Thought you meant how many vans. 8O


----------



## greenasthegrass (Oct 27, 2007)

I did its muppet who has longings for bus driving! do you think we would need to make an appointment or just turn up?


----------



## ksebruce (Nov 5, 2006)

The people at Midgleys are great folks i'm sure if you turn up they will make you welcome. They did me.


----------



## time-traveller (Apr 23, 2007)

Rust? What is there to rust? I thought the bodies were made of glass fibre, aluminium and plastic.



RichardnGill said:


> We looked at some new ones last year which were rusting at the bottom of the front window. At the NEC this year we noticed they now have a plastic cover at the bottom of the front window, but is this just to hid the rust?
> 
> We also though they were built to a price and you could tell. The table at the front was particularry flimsy looking
> 
> ...


----------



## ksebruce (Nov 5, 2006)

You are right TT. Went back yesterday and went through the van with a fine tooth comb. There is no metal to rust!!!  

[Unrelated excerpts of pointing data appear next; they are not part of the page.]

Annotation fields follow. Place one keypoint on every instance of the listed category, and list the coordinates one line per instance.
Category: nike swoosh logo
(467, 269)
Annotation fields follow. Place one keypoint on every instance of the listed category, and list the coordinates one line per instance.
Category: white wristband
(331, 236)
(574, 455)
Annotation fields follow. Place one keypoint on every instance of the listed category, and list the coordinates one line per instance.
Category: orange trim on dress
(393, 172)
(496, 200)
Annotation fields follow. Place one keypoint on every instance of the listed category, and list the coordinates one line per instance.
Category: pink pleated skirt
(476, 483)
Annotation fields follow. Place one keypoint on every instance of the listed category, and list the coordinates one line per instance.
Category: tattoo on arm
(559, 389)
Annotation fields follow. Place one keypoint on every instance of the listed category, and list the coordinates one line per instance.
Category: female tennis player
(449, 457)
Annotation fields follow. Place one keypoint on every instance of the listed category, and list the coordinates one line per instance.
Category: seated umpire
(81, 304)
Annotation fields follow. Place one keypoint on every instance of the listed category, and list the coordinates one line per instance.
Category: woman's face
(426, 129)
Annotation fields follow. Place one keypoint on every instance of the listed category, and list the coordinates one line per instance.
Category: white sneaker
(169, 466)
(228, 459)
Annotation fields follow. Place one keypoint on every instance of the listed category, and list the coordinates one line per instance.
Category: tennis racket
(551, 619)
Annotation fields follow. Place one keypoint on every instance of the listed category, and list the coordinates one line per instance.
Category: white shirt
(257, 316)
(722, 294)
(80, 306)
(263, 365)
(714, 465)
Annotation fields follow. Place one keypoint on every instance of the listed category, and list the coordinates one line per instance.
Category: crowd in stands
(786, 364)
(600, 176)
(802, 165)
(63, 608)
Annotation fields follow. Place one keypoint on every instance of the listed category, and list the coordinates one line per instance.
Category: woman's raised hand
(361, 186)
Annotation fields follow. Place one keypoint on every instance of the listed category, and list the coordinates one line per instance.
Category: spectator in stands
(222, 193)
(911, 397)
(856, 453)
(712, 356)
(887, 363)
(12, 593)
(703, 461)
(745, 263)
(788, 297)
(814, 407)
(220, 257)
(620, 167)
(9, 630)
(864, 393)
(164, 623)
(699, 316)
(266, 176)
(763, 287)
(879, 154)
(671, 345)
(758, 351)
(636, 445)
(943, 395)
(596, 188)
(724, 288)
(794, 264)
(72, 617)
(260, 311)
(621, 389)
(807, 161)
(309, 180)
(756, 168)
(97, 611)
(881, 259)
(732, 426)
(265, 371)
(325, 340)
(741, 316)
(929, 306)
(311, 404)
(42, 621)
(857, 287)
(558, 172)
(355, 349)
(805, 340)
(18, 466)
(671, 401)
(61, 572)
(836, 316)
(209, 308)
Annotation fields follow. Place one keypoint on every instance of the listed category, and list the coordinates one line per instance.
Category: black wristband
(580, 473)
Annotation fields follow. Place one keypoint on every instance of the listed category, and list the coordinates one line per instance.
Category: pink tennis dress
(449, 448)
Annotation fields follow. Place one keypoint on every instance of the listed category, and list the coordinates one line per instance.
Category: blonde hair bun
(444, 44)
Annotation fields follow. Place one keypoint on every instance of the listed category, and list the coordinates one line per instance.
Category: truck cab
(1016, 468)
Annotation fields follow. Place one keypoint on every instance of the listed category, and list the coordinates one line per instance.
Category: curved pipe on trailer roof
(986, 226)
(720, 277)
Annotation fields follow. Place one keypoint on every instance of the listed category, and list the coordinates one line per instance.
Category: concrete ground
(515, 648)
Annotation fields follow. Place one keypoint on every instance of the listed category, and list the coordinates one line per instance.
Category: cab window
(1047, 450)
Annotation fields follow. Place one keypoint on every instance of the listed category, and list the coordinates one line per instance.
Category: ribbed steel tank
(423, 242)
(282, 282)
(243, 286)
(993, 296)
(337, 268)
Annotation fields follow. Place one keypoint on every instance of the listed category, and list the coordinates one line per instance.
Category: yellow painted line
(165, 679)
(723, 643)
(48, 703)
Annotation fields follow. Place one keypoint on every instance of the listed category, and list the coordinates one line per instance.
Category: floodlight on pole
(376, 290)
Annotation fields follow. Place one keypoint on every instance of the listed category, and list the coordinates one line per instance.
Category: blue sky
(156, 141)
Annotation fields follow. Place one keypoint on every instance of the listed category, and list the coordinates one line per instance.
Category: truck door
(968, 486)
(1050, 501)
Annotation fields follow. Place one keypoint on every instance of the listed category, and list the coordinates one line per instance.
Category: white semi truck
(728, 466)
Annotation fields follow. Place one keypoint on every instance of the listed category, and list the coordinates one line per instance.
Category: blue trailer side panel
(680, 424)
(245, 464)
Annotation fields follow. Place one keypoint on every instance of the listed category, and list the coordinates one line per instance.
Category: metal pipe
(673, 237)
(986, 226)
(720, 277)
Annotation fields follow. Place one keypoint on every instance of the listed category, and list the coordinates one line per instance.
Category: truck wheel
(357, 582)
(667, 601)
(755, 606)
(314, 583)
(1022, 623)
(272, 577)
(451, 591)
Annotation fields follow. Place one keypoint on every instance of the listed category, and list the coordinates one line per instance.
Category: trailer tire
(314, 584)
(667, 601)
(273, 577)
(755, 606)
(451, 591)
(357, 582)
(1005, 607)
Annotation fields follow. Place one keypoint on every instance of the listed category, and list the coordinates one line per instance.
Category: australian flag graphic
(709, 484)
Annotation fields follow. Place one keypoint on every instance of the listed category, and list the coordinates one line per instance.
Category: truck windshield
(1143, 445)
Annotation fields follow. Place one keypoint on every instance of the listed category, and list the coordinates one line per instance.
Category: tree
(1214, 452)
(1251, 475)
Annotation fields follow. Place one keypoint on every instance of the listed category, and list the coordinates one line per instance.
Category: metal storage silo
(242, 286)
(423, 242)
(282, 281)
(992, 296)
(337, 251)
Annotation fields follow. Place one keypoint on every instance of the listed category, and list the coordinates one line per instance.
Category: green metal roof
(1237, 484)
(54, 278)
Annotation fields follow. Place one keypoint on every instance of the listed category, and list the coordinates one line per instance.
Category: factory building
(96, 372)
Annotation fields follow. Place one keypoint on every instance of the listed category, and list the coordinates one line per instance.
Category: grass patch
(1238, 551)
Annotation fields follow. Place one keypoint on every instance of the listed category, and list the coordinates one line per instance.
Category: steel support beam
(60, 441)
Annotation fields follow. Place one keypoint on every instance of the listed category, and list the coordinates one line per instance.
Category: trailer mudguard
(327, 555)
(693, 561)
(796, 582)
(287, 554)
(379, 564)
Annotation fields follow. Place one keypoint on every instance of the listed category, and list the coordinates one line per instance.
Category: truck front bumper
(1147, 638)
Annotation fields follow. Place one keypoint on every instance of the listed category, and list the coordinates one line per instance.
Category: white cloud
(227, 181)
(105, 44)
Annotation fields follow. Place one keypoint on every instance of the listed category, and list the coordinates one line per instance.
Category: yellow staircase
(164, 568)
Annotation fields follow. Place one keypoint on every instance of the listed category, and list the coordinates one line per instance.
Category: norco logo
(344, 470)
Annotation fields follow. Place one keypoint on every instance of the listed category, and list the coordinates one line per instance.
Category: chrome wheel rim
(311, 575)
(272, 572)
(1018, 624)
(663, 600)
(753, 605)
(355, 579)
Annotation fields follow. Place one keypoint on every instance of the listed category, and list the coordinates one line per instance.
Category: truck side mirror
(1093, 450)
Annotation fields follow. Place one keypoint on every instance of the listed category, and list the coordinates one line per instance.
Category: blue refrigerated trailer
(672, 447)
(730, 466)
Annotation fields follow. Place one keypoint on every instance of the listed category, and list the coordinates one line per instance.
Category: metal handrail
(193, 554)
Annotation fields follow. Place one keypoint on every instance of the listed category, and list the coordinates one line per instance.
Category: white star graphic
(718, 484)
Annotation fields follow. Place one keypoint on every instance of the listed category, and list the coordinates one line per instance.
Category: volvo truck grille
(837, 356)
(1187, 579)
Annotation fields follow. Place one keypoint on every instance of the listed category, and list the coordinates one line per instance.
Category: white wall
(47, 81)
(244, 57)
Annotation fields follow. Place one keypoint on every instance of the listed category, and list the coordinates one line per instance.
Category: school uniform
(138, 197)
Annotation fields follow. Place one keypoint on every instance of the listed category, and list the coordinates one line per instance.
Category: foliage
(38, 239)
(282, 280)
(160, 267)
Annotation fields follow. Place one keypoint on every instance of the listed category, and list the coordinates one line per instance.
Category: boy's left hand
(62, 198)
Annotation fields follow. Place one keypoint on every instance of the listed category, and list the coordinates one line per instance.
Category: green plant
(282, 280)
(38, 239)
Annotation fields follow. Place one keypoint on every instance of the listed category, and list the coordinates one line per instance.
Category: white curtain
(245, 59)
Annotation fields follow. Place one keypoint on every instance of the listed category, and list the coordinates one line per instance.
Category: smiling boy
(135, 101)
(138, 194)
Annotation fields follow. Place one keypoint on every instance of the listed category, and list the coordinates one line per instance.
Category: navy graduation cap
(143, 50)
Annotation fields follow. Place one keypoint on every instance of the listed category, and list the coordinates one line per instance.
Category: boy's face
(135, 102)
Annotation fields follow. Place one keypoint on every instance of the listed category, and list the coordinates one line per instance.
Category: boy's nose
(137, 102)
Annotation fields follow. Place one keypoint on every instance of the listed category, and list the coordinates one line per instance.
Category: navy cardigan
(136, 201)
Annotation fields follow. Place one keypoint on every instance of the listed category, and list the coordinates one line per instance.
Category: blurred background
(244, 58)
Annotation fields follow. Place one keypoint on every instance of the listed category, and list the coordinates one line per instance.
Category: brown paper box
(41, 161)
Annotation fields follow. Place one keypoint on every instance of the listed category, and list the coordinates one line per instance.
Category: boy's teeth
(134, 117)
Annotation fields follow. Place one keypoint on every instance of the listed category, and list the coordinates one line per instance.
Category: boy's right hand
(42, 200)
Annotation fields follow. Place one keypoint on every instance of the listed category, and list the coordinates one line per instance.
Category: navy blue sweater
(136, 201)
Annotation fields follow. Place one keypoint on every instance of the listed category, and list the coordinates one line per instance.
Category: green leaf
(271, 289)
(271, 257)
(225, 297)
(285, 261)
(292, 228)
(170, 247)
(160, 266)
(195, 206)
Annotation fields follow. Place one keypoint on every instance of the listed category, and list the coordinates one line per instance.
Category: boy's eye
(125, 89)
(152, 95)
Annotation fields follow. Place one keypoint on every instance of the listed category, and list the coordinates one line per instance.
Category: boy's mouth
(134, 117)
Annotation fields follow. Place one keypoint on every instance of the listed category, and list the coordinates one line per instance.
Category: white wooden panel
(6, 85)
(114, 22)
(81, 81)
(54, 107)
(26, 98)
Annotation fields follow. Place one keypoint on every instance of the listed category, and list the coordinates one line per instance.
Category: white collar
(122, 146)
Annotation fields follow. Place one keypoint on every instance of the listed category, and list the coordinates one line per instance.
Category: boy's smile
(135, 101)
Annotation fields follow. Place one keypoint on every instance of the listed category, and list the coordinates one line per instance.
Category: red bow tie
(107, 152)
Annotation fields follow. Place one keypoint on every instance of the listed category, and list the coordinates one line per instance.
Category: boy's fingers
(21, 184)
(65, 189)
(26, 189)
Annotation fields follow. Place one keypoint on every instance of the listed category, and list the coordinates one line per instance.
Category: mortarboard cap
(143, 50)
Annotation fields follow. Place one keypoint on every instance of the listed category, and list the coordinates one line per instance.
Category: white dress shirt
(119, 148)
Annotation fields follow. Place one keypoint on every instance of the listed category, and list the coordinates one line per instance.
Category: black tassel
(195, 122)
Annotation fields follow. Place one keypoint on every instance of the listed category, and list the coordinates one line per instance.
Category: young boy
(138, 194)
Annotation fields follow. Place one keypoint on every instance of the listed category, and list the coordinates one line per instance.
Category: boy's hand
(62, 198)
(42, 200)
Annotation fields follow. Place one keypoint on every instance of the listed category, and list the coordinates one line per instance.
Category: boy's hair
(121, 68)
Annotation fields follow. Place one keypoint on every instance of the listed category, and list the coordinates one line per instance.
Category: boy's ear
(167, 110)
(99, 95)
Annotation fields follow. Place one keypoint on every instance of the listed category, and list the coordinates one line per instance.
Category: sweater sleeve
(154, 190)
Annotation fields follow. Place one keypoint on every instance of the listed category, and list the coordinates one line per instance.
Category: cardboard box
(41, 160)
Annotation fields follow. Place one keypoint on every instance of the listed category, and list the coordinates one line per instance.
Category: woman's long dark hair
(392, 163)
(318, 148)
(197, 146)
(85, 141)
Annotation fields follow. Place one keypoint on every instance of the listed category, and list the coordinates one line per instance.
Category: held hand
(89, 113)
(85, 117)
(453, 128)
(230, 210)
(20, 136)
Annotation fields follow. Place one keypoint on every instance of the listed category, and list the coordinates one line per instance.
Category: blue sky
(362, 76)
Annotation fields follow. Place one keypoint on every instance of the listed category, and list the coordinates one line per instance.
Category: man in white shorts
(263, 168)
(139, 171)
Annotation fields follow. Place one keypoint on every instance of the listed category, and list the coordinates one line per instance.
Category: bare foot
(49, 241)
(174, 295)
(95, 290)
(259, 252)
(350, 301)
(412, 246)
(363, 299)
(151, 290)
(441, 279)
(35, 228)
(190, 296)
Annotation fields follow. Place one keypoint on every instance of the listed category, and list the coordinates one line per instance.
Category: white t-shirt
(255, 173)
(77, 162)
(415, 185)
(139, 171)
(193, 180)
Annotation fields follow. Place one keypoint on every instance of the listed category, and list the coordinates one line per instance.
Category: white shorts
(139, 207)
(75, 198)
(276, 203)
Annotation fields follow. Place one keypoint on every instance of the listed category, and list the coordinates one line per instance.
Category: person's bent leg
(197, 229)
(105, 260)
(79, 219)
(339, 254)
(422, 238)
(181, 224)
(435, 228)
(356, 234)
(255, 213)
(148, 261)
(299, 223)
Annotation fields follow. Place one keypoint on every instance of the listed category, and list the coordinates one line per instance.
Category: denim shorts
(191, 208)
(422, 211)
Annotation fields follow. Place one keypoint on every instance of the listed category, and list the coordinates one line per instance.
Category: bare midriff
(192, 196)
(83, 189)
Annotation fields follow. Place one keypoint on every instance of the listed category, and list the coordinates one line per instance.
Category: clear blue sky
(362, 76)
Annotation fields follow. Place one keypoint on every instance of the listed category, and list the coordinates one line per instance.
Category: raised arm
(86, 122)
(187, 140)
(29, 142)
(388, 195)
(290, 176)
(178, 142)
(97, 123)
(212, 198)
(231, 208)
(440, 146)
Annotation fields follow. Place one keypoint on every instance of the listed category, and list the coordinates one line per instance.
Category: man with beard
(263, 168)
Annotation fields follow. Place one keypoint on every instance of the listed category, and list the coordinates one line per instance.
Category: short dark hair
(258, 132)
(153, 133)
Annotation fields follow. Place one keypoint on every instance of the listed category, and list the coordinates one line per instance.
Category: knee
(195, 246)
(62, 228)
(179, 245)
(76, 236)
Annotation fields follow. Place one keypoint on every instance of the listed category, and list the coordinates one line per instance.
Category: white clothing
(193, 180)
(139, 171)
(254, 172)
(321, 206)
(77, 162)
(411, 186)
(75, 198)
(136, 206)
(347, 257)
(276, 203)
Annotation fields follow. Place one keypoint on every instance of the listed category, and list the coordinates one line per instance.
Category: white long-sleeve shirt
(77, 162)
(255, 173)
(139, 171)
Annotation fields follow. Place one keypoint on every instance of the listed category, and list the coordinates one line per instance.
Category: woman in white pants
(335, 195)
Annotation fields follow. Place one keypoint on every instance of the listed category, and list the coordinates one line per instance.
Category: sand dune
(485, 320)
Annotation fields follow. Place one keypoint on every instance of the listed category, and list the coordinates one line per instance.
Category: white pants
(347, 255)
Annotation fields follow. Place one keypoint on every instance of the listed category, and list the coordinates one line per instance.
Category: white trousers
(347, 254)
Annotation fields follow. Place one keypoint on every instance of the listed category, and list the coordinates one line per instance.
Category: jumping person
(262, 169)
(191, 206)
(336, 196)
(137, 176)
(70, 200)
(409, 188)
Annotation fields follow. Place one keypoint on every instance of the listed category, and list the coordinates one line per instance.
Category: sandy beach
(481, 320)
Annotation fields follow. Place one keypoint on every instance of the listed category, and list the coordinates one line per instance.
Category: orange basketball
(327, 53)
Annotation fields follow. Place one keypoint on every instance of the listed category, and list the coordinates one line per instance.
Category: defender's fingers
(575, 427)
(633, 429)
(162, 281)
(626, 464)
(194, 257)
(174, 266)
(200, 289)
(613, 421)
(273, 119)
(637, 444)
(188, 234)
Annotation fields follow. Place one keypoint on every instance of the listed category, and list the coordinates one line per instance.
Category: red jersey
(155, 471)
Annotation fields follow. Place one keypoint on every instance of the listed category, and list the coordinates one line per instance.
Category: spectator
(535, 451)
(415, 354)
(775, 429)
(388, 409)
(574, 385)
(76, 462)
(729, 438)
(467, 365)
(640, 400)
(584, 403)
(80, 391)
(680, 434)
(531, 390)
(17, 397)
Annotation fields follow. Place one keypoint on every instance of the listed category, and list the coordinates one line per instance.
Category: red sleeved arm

We are now on our second Burstner coach built and I have to say the quality of the Itineo is way better 8O 

Driving it is a dream, so smooth, no roll and the torque is amazing. Easily takes roundabouts in third.

Anyway right or wrong it's now ours.


----------



## greenasthegrass (Oct 27, 2007)

Fantastic KSE - we are going on 19th Dec day trip Zoe and myself hopefully Russ when he gets back. Which one did you get? and colour of interior?

Regards

Janet


----------



## Rapide561 (Oct 1, 2005)

*Itineo*

Hi

Can you go the day after Greenie? I can't do the 12th?

Russell


----------



## greenasthegrass (Oct 27, 2007)

It was 19th anyway - can you do that date?


----------



## ksebruce (Nov 5, 2006)

We got the LB690. It's their demo van so no choice in color it's the red. Seems a tad bright at first but we got used to it very quickly and it feels "warm". £4500 worth of extras and a good price which more than makes up for it being 9 months old. Pick it up on 17th Dec. if all goes well. It's the 2008 model which I actually prefer.


----------



## greenasthegrass (Oct 27, 2007)

ooh how did it go then? am going tomorrow or at least this weekend. :lol: 

Greenie


----------